From 782d18c6bc383a7eef284492962e45ac892de6a3 Mon Sep 17 00:00:00 2001
From: Max Dubrinsky <mdubrinsky@nvidia.com>
Date: Wed, 10 Jun 2026 14:58:03 -0400
Subject: [PATCH] fix(jobs): exact total_count and full pages for
 status-filtered job lists (AIRCORE-738)

Status lives on PlatformJobAttempt, not PlatformJob, so list_jobs evaluates the
status filter in-memory after the store query. Previously the store query was
paginated with the caller's page_size over a status-free *superset*, and that
superset's total_results was returned as the count. So any status-filtered job
list reported an inflated total_count (superset count, not matched count) and
under-filled pages (the page was narrowed *after* slicing, so it could be empty
even when matches existed on later store pages).
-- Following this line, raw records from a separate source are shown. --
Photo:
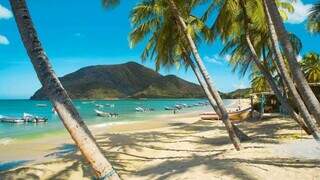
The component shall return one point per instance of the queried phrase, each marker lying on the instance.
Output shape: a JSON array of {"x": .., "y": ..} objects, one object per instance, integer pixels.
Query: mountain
[{"x": 129, "y": 80}]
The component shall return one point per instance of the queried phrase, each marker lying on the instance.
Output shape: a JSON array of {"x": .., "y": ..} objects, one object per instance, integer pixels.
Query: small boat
[
  {"x": 110, "y": 105},
  {"x": 178, "y": 107},
  {"x": 54, "y": 111},
  {"x": 139, "y": 109},
  {"x": 99, "y": 105},
  {"x": 168, "y": 108},
  {"x": 34, "y": 119},
  {"x": 235, "y": 115},
  {"x": 7, "y": 119},
  {"x": 102, "y": 113},
  {"x": 41, "y": 105}
]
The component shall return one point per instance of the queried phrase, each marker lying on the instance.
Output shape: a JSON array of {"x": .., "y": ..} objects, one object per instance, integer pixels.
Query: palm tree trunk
[
  {"x": 285, "y": 75},
  {"x": 242, "y": 136},
  {"x": 275, "y": 89},
  {"x": 302, "y": 84},
  {"x": 57, "y": 94},
  {"x": 267, "y": 74},
  {"x": 225, "y": 118}
]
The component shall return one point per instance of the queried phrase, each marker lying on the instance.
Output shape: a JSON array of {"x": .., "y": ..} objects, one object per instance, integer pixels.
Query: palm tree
[
  {"x": 58, "y": 95},
  {"x": 280, "y": 36},
  {"x": 170, "y": 41},
  {"x": 311, "y": 67},
  {"x": 246, "y": 46},
  {"x": 285, "y": 74},
  {"x": 314, "y": 18},
  {"x": 259, "y": 83}
]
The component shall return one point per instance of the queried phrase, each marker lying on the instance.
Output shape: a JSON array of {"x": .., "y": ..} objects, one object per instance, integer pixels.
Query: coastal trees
[
  {"x": 311, "y": 67},
  {"x": 58, "y": 95},
  {"x": 249, "y": 42},
  {"x": 280, "y": 37},
  {"x": 172, "y": 38},
  {"x": 314, "y": 18}
]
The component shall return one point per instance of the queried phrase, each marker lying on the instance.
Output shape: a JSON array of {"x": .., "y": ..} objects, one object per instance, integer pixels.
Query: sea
[{"x": 126, "y": 108}]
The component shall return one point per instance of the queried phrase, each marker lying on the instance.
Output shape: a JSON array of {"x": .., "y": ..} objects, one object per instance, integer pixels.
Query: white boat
[
  {"x": 140, "y": 109},
  {"x": 99, "y": 105},
  {"x": 8, "y": 119},
  {"x": 54, "y": 111},
  {"x": 102, "y": 113},
  {"x": 110, "y": 105},
  {"x": 41, "y": 105},
  {"x": 168, "y": 108},
  {"x": 34, "y": 119}
]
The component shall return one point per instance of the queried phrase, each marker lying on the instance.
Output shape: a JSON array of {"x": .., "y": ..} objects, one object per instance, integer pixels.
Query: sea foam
[{"x": 6, "y": 141}]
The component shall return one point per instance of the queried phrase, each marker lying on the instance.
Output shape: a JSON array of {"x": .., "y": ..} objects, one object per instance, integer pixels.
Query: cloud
[
  {"x": 300, "y": 13},
  {"x": 299, "y": 58},
  {"x": 241, "y": 85},
  {"x": 77, "y": 34},
  {"x": 5, "y": 13},
  {"x": 216, "y": 59},
  {"x": 4, "y": 40}
]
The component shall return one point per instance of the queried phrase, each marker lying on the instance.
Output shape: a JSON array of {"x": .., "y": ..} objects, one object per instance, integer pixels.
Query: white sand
[{"x": 186, "y": 148}]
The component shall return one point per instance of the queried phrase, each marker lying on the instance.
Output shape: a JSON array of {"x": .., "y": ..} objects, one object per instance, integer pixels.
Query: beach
[{"x": 176, "y": 147}]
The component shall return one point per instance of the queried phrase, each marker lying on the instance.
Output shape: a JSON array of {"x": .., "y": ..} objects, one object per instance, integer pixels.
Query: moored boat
[
  {"x": 102, "y": 113},
  {"x": 235, "y": 115}
]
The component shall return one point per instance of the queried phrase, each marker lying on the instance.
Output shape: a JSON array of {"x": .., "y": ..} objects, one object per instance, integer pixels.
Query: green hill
[{"x": 129, "y": 80}]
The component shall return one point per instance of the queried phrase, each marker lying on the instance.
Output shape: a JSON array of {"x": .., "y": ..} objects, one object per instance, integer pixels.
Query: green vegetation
[{"x": 129, "y": 80}]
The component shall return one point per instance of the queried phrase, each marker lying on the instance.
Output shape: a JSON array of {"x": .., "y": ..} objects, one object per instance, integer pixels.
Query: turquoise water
[{"x": 125, "y": 109}]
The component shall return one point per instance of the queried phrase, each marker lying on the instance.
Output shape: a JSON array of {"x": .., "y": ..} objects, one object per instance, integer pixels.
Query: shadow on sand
[{"x": 126, "y": 150}]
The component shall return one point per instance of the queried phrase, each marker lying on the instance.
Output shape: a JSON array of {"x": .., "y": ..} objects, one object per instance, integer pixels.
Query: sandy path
[{"x": 191, "y": 149}]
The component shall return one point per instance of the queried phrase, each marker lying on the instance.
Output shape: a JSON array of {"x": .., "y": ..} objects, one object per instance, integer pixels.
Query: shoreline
[
  {"x": 186, "y": 148},
  {"x": 40, "y": 147}
]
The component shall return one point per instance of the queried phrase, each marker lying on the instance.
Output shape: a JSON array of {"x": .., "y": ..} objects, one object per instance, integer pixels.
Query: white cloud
[
  {"x": 4, "y": 40},
  {"x": 300, "y": 13},
  {"x": 216, "y": 59},
  {"x": 77, "y": 34},
  {"x": 241, "y": 85},
  {"x": 299, "y": 58},
  {"x": 5, "y": 13}
]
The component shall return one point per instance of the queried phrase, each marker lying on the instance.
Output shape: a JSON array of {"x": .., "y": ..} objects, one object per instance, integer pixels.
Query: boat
[
  {"x": 139, "y": 109},
  {"x": 168, "y": 108},
  {"x": 235, "y": 115},
  {"x": 178, "y": 107},
  {"x": 54, "y": 111},
  {"x": 41, "y": 105},
  {"x": 99, "y": 105},
  {"x": 34, "y": 119},
  {"x": 102, "y": 113},
  {"x": 7, "y": 119},
  {"x": 110, "y": 105}
]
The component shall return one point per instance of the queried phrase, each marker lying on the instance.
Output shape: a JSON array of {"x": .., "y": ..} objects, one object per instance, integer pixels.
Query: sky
[{"x": 76, "y": 34}]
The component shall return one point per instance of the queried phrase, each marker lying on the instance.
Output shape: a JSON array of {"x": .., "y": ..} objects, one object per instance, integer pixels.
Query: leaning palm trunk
[
  {"x": 285, "y": 75},
  {"x": 268, "y": 76},
  {"x": 302, "y": 85},
  {"x": 57, "y": 94},
  {"x": 235, "y": 140},
  {"x": 239, "y": 133},
  {"x": 275, "y": 89}
]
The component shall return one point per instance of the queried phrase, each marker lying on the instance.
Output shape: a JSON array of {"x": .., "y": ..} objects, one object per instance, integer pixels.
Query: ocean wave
[{"x": 6, "y": 141}]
Fix: when the filter references status, drain the full status-free superset in
batches, narrow it in-memory, then count + slice the matched set in Python
(mirroring list_steps' job/source path). Filters that don't reference status
keep the cheap store-pushdown path unchanged. Current attempts are loaded
concurrently via _gather_attempts so the over-fetch isn't N serial round-trips.

Adds regression tests asserting exact total_count, page fill (2/2/1), empty
result on no match, and that the no-status pushdown path still paginates.

Signed-off-by: Max Dubrinsky <mdubrinsky@nvidia.com>
---
 .../jobs/src/nmp/core/jobs/app/dispatcher.py  | 142 ++++++++++++------
 services/core/jobs/tests/test_dispatcher.py   | 122 +++++++++++++++
 2 files changed, 217 insertions(+), 47 deletions(-)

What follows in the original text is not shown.